Relational databases were designed to aggregate data, graph to find relations.
If You have for example a financial domain, all connections are known, You only aggregate data by other data to find sums and so on.
Graph databases are better in more chaotic domain where to connections are more important, and not all connections are apparent, for example:
networks of people, with different relations with one and other
films and people creating them. Not just actors but the whole crew.
natural language processing and finding connections between recognized words
Data model is important, but what matters more is how you access your data. Notice, there are very few (none, actually) sharded or otherwise distributed graph databases out there.

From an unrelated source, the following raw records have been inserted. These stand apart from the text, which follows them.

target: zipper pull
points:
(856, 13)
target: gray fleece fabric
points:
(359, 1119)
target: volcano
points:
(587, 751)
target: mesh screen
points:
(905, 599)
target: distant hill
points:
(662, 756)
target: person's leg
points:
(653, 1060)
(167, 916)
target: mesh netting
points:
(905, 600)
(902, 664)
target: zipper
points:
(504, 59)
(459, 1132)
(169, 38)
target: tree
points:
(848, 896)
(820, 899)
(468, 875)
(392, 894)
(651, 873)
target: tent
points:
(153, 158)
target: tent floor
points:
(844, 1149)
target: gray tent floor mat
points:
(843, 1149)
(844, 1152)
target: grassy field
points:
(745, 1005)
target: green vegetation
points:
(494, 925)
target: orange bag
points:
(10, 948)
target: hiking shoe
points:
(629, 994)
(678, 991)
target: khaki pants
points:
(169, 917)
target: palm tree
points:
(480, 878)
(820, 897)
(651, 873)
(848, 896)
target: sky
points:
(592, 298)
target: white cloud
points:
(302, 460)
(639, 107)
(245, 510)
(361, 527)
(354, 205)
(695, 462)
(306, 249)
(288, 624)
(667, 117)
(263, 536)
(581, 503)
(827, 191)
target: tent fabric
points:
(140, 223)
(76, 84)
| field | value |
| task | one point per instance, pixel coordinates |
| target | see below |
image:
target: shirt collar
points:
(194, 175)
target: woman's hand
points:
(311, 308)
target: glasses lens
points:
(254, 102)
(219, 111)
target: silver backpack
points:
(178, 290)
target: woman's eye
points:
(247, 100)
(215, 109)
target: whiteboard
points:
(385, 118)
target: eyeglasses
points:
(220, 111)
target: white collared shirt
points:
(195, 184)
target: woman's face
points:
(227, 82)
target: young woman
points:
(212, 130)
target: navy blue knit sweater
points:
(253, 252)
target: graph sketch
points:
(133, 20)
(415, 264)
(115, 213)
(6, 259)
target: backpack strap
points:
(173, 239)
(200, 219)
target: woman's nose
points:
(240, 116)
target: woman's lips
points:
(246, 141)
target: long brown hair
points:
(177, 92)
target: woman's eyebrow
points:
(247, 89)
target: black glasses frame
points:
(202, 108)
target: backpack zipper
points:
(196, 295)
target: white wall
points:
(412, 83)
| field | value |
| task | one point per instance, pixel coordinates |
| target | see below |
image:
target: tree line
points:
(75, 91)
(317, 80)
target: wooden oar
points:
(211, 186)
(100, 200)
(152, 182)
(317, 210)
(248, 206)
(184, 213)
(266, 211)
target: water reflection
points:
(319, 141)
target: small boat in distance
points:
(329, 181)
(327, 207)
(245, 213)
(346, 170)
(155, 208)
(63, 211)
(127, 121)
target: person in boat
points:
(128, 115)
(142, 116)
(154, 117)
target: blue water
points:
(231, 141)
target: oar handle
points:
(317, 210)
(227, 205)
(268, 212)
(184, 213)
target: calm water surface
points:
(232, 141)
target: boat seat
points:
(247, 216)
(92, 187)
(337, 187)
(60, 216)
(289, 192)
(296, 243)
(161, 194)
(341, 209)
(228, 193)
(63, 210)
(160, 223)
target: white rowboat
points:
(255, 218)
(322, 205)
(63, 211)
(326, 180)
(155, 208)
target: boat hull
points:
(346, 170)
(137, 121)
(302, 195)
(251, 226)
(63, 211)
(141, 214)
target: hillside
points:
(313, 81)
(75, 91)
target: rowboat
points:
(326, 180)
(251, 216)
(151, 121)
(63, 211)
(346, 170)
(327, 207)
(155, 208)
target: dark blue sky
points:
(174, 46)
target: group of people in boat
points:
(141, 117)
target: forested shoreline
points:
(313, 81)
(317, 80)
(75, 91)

If you compare insertion speed into a typical relational database and a graph database, your relational database will most likely win.
Yes, graph model is more versatile than relational model, but it doesn't make it universal - in some cases, this versatility is a roadblock for optimizations.
In fact, modern graph databases are a niche solutions for a narrow set of tasks - finding a route from A to B, working with friends in a social network, information technology in medicine.
For most business applications relational databases continue to prevail.
I'm missing the performance aspect in the answers above.
Performance of graph based data bases is inherently worse for scalar and maybe even tree based models. Only if you have a real graph, they may exhibit better performance.
Also most graph DBs do not feature ACID support such as almost any RDBMS.
From my real life experience I can tell almost any evolving data model will sooner or later become a graph and that's why graph DBs are superior in terms of flexibility and agility (they keep pace with the evolution of your data model).
That's why I don't think that RDBs will prevail for "For most business applications" as #Kostja says. I think they will prevail where ACID capability is essential.